Name Type Description
nam str

Name identifier for the reader class

path Path

Path to the raw data files

meta dict

Metadata configuration for the instrument

logger ReaderLogger

Custom logger instance for the reader

reset bool

Flag to indicate whether to reset existing processed data

append bool

Flag to indicate whether to append new data to existing processed data

qc bool or str

Quality control settings

qc_freq str or None

Frequency for quality control calculations

Initialize the AbstractReader.

Parameters:

Name Type Description Default
path Path or str

Path to the directory containing raw data files

required
reset bool or str

If True, forces re-reading of raw data If 'append', appends new data to existing processed data

False
qc bool or str

If True, performs quality control If str, specifies the frequency for QC calculations

True
**kwargs dict

Additional keyword arguments: log_level : str Logging level for the reader suppress_warnings : bool If True, suppresses warning messages

{}
Notes

Creates necessary output directories and initializes logging system. Sets up paths for pickle files, CSV files, and report outputs.

Attributes

append instance-attribute
append = reset == 'append'
csv_nam instance-attribute
csv_nam = output_folder / f'_read_{lower()}_qc.csv'
csv_nam_raw instance-attribute
csv_nam_raw = output_folder / f'_read_{lower()}_raw.csv'
csv_out instance-attribute
csv_out = output_folder / f'output_{lower()}.csv'
kwargs instance-attribute
kwargs = kwargs
logger instance-attribute
logger = ReaderLogger(nam, output_folder, upper() if not get('suppress_warnings') else 'ERROR')
meta instance-attribute
meta = meta[nam]
nam class-attribute instance-attribute
nam = 'AbstractReader'
path instance-attribute
path = Path(path)
pkl_nam instance-attribute
pkl_nam = output_folder / f'_read_{lower()}_qc.pkl'
pkl_nam_raw instance-attribute
pkl_nam_raw = output_folder / f'_read_{lower()}_raw.pkl'
qc instance-attribute
qc = qc
qc_freq instance-attribute
qc_freq = qc if isinstance(qc, str) else None
report_out instance-attribute
report_out = output_folder / 'report.json'
reset instance-attribute
reset = reset is True

Functions

QC_control staticmethod
QC_control()
_QC abstractmethod
_QC(df: DataFrame) -> DataFrame

Abstract method for quality control processing.

Parameters:

Name Type Description Default
df DataFrame

Input DataFrame containing raw data

required

Returns:

Type Description
DataFrame

Quality controlled data with QC_Flag column

Notes

Must be implemented by child classes to handle instrument-specific QC. This method should only check raw data quality (status, range, completeness). Derived parameter validation should be done in _process().

__call__
__call__(start: datetime, end: datetime, mean_freq: str = '1h') -> DataFrame

Process data for a specified time range.

Parameters:

Name Type Description Default
start datetime

Start time for data processing

required
end datetime

End time for data processing

required
mean_freq str

Frequency for resampling the data

'1h'

Returns:

Type Description
DataFrame

Processed and resampled data for the specified time range

Notes

The processed data is also saved to a CSV file.

_generate_report
_generate_report(raw_data, qc_data, qc_flag=None) -> None

Calculate and log data quality rates for different time periods.

Parameters:

Name Type Description Default
raw_data DataFrame

Raw data before quality control

required
qc_data DataFrame

Data after quality control

required
qc_flag Series

QC flag series indicating validity of each row

None
Notes

Calculates rates for specified QC frequency if set. Updates the quality report with calculated rates.

_outlier_process
_outlier_process(_df)

Process outliers in the data.

Parameters:

Name Type Description Default
_df DataFrame

Input DataFrame containing potential outliers

required

Returns:

Type Description
DataFrame

DataFrame with outliers processed

Notes

Implementation depends on specific instrument requirements.

_process
_process(df: DataFrame) -> DataFrame

Process data to calculate derived parameters.

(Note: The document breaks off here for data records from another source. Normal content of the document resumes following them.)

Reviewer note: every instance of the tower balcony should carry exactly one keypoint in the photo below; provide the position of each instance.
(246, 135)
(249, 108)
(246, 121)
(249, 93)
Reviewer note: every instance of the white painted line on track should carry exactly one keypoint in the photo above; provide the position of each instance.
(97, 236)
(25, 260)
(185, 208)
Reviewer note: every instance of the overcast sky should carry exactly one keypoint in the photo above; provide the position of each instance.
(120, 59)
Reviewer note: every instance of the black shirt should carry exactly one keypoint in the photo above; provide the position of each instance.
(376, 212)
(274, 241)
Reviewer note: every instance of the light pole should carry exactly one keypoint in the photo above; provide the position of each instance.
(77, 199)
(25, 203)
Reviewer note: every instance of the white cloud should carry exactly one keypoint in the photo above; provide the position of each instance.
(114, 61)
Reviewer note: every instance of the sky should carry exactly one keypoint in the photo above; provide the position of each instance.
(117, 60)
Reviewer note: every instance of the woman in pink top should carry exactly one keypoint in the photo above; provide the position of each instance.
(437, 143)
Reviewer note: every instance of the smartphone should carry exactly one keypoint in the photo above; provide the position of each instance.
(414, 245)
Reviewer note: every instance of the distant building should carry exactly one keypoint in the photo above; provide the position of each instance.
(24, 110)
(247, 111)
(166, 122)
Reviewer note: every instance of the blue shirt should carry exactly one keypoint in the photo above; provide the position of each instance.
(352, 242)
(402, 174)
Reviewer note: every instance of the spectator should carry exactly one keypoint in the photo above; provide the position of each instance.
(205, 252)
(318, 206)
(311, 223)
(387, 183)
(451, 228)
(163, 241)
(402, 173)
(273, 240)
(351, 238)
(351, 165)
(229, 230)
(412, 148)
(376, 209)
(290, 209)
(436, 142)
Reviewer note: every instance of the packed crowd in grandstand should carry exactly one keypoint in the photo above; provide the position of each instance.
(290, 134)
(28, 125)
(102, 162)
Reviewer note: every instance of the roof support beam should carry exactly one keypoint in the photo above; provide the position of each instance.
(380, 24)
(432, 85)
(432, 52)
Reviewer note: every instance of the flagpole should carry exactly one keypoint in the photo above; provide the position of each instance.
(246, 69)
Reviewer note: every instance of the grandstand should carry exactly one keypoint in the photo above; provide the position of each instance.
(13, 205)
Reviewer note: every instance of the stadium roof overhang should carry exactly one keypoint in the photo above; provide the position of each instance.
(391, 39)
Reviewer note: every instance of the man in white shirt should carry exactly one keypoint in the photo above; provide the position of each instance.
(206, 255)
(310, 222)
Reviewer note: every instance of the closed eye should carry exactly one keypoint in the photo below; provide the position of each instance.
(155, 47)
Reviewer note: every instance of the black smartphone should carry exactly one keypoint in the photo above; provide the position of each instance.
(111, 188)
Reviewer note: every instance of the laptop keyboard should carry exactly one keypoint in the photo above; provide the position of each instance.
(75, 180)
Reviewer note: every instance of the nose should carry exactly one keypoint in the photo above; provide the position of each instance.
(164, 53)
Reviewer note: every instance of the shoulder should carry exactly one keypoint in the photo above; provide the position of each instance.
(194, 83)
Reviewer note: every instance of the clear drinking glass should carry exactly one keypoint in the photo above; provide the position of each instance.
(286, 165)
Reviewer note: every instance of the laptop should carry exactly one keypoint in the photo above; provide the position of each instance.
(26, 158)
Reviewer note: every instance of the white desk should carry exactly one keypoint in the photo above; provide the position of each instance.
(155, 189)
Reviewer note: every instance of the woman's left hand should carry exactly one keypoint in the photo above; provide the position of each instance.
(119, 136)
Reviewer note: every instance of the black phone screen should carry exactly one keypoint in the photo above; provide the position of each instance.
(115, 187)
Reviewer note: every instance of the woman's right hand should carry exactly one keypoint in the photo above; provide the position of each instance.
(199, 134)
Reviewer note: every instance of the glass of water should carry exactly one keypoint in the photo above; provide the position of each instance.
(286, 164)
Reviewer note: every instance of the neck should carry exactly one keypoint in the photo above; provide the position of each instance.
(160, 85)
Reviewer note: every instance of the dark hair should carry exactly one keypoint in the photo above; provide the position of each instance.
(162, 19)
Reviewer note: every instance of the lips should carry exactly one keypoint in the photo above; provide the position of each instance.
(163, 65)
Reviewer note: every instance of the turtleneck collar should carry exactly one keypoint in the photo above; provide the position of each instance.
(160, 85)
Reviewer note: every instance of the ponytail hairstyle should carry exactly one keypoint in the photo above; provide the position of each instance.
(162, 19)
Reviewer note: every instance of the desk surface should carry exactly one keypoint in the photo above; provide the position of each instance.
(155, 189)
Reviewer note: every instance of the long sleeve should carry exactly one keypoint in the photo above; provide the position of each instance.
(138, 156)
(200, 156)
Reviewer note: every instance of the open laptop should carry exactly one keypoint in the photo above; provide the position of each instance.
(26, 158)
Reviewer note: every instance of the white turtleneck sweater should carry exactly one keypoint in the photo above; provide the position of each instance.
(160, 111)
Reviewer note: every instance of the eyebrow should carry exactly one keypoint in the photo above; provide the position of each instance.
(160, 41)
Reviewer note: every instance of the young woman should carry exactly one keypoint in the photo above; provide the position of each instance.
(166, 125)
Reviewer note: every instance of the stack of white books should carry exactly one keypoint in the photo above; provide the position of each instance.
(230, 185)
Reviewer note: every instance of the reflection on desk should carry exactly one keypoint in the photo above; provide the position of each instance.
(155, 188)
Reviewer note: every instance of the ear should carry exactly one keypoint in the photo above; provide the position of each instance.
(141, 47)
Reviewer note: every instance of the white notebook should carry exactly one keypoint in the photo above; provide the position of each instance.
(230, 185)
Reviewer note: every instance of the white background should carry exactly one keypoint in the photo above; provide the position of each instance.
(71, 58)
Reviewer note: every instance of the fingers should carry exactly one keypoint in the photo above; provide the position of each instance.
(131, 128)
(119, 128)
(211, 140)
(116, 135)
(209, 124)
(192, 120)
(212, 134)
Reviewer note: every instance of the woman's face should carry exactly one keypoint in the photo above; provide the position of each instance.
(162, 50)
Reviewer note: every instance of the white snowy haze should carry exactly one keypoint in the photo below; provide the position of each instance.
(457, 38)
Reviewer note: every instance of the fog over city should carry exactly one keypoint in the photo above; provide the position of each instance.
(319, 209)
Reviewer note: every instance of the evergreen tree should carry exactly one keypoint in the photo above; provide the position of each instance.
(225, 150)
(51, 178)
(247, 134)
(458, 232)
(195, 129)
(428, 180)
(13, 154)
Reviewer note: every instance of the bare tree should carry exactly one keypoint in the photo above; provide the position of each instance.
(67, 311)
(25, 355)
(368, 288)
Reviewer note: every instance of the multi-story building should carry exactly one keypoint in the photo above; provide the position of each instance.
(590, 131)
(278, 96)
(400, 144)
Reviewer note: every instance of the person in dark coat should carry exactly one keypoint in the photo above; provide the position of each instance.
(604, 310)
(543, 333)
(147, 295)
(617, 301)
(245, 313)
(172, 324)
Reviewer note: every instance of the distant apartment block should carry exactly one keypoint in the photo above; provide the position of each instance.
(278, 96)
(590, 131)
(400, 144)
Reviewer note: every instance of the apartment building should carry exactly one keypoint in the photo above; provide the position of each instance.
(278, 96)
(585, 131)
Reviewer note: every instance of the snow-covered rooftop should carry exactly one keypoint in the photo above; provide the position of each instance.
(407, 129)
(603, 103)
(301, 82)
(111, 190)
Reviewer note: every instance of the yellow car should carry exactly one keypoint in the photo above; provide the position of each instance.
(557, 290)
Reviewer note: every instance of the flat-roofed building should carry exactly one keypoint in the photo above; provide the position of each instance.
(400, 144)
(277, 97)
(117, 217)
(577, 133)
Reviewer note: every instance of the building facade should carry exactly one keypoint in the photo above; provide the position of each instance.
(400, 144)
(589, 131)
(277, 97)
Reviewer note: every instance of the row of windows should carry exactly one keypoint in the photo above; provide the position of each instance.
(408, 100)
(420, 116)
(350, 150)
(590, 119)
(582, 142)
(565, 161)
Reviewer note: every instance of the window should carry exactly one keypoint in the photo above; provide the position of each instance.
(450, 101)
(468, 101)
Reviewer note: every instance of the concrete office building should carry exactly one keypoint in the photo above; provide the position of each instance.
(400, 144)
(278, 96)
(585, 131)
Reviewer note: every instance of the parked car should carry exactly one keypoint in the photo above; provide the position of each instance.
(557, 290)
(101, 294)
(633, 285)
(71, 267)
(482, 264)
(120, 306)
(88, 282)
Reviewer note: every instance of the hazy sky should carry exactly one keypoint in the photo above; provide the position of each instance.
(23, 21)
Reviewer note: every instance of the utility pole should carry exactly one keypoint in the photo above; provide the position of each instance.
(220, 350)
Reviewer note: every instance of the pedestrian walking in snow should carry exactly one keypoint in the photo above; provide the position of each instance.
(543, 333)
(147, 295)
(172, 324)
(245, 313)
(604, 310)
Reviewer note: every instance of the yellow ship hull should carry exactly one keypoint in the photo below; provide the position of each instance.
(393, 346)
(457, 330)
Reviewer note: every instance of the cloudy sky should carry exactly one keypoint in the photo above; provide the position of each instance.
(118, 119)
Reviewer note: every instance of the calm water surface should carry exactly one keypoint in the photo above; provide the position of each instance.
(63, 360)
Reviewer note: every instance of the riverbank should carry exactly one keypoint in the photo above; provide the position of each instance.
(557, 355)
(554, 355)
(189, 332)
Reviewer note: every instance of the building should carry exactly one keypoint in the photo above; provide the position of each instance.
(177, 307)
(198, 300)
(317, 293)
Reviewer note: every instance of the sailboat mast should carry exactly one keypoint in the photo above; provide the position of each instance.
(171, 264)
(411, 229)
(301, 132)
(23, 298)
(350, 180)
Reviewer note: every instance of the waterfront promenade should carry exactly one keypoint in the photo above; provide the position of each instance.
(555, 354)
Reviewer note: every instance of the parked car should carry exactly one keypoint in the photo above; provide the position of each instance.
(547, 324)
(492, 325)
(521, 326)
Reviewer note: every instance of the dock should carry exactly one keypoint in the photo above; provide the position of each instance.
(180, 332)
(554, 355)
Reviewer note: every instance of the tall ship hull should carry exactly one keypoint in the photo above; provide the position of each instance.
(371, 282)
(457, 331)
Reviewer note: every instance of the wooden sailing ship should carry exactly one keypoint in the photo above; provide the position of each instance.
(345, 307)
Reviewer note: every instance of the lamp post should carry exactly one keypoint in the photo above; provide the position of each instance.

This method is called after _QC() to calculate instrument-specific derived parameters (e.g., absorption coefficients, AAE, SAE).

Parameters:

Name Type Description Default
df DataFrame

Quality-controlled DataFrame with QC_Flag column

required

Returns:

Type Description
DataFrame

DataFrame with derived parameters added and QC_Flag updated

Notes

Default implementation returns the input unchanged. Override in child classes to implement instrument-specific processing.

The method should: 1. Skip calculation for rows where QC_Flag != 'Valid' (optional optimization) 2. Calculate derived parameters 3. Validate derived parameters and update QC_Flag if invalid

_raw_reader abstractmethod
_raw_reader(file)

Abstract method to read raw data files.

Parameters:

Name Type Description Default
file Path or str

Path to the raw data file

required

Returns:

Type Description
DataFrame

Raw data read from the file

Notes

Must be implemented by child classes to handle specific file formats.

_read_raw_files
_read_raw_files() -> tuple[DataFrame | None, DataFrame | None]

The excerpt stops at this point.